The rate your pension fund returns over its lifetime will profoundly affect your chances of achieving your retirement goals. A couple of percentage points difference in annual growth may seem like small beans, but over time it makes all the difference.
This is starkly illustrated by using a retirement calculator and an illustrative plan:
Growth rate 9% per year over 35 years.
Projected retirement income = £27,000 p.a.
Growth rate 7% per year over 35 years.
Projected retirement income = £14,000 p.a.
Growth rate 5% per year over 35 years.
Projected retirement income = £7,000 p.a.
As you can see, the gulf in outcomes is enormous.
The worst mistake you can make therefore, when planning your retirement, is to expect an unrealistic rate of return.
What’s a realistic pension fund return?
Sadly, short of being mates with Dr Who, there is no way of knowing in advance what your rate of return will be.
We can speculate about a vast range of outcomes when envisaging the future, from the destruction of global capitalism to a stagnant developed world to the invention of nuclear fusion heralding a golden age of growth. All would affect your investments in different and unforeseen ways.
A more practical way forward is to look at long-term historical returns as the best gauge we have of market conditions through both thick and thin.
This approach doesn’t tell us what will happen – it offers us no guarantees whatsoever – but it does help us prioritise our planning.
For example, I don’t buy anti-terrorism insurance for my house. There is no history of terrorism in my area. That doesn’t mean it can’t happen. It means that terrorism is not a danger worth planning for, and I’m better off putting my money to work on more likely threats.
It’s worth knowing that:
- The average rate of return for UK equities is historically around 5%, after inflation.
- That’s a growth rate of around 8% before you strip out average inflation of near-enough 3%.
- Few investors can live with the volatility of a 100% equity portfolio, especially as they get older.
- A more typical 60:40 equities and bonds portfolio has historically achieved 4% after inflation.
- That’s why the expected growth rate of 7% (4% real return + 3% inflation) used by most retirement calculators is a reasonable base point.
- Many commentators forecast that future returns will be lower than in the past. This FSA-commissioned report sets out the case for lower returns, particularly if you have a high government bond allocation.
- The higher the rate of return you plump for, the greater the risk that the markets will fail to deliver the growth juice you need. Err on the side of caution.
- Whatever expected rate of return you choose, the reality will probably prove quite different. Prepare to adapt over time by adjusting your plan’s key components.
Asset allocation and likely returns
You can influence your expected growth rate by changing your asset allocation.
Devoting a higher percentage of your portfolio to a diversified range of equities will increase your prospects for higher growth. You can add further fertilizer by tilting your portfolio to small-cap and value equities.
These moves increase risk.
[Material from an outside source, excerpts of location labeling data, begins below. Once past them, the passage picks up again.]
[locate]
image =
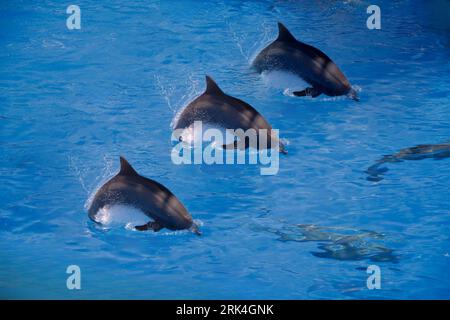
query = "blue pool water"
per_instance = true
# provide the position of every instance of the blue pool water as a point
(72, 101)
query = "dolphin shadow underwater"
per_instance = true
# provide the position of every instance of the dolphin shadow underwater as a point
(217, 108)
(344, 244)
(305, 61)
(419, 152)
(152, 198)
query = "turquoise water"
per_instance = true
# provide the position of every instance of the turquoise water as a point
(72, 101)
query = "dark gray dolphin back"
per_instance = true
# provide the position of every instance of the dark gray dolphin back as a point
(315, 67)
(155, 200)
(214, 106)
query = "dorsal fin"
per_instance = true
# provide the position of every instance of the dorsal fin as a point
(126, 169)
(212, 87)
(284, 34)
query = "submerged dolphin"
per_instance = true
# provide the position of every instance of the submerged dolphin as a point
(423, 151)
(288, 54)
(152, 198)
(216, 107)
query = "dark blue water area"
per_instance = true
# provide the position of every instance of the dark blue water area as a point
(72, 101)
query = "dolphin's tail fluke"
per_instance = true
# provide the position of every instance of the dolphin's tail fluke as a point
(195, 229)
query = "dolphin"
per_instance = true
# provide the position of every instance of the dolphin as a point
(419, 152)
(152, 198)
(309, 63)
(216, 107)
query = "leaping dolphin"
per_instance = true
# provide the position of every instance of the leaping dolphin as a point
(216, 107)
(288, 54)
(152, 198)
(422, 151)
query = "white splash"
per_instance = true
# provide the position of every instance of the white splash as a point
(121, 215)
(284, 80)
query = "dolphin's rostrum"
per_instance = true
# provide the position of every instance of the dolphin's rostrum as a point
(152, 198)
(288, 54)
(216, 107)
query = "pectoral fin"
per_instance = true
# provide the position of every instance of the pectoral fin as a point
(308, 92)
(152, 225)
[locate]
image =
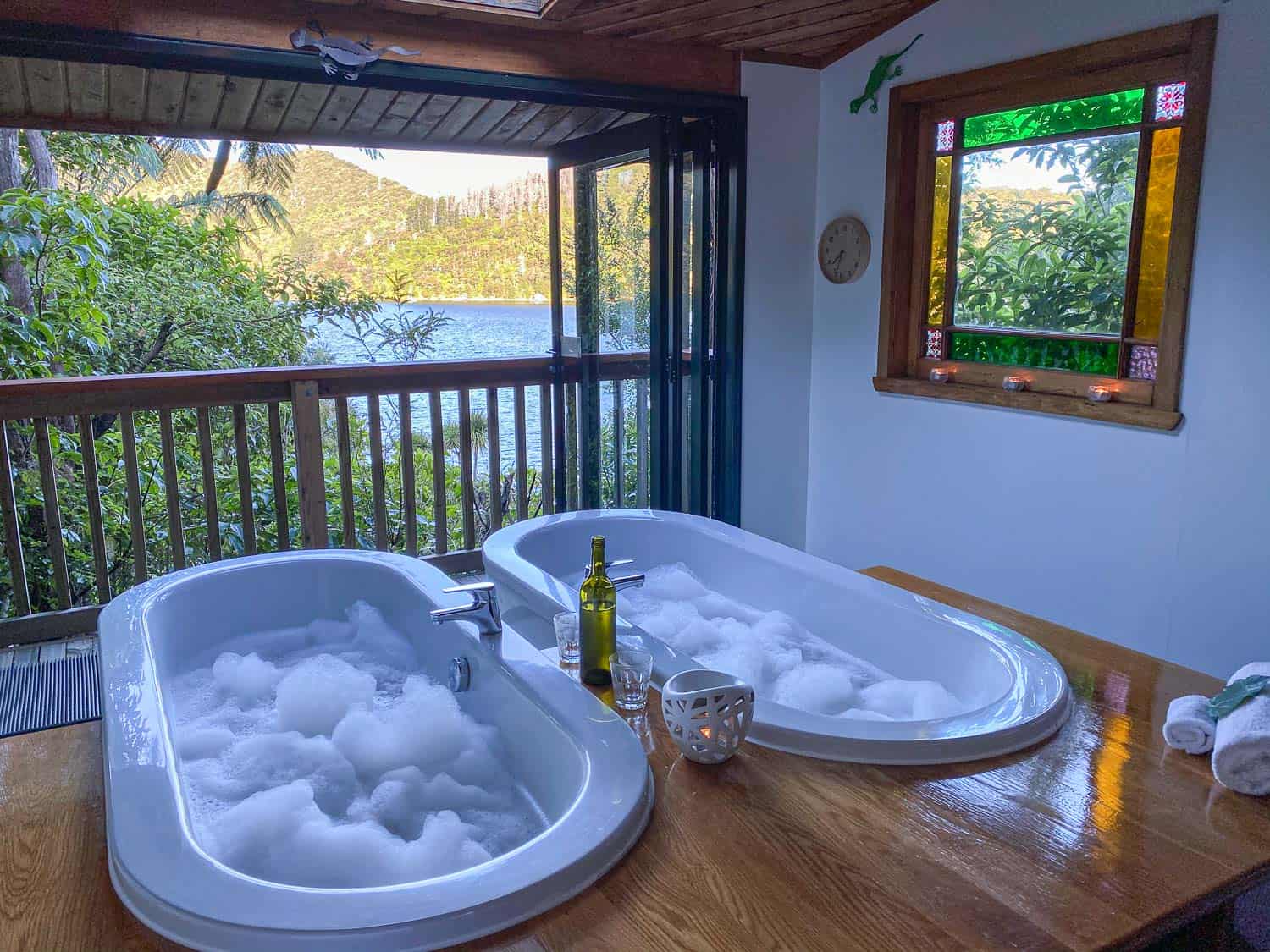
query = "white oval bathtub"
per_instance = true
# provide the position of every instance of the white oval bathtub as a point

The less risk you can tolerate, the more you need to dampen down your portfolio’s volatility with bonds. But increasing the amount of bonds in your portfolio lowers your prospects for growth over time.
This simple trade-off is the nub of investing.
Our risk tolerance tends to decline with age though few retirement calculators take this into account.
This useful tool enables you to plot the effect of lifestyling your portfolio – that is, reducing its inherent risk as you get closer to retirement. Just adjust the sliders in the ‘Before Tax Return on Saving’ section to select lower growth rates as you age.
The rate your pension fund returns is one of the least controllable factors when saving for your old age, so be sure to consider all the other aspects of retirement planning to put yourself in the best possible position.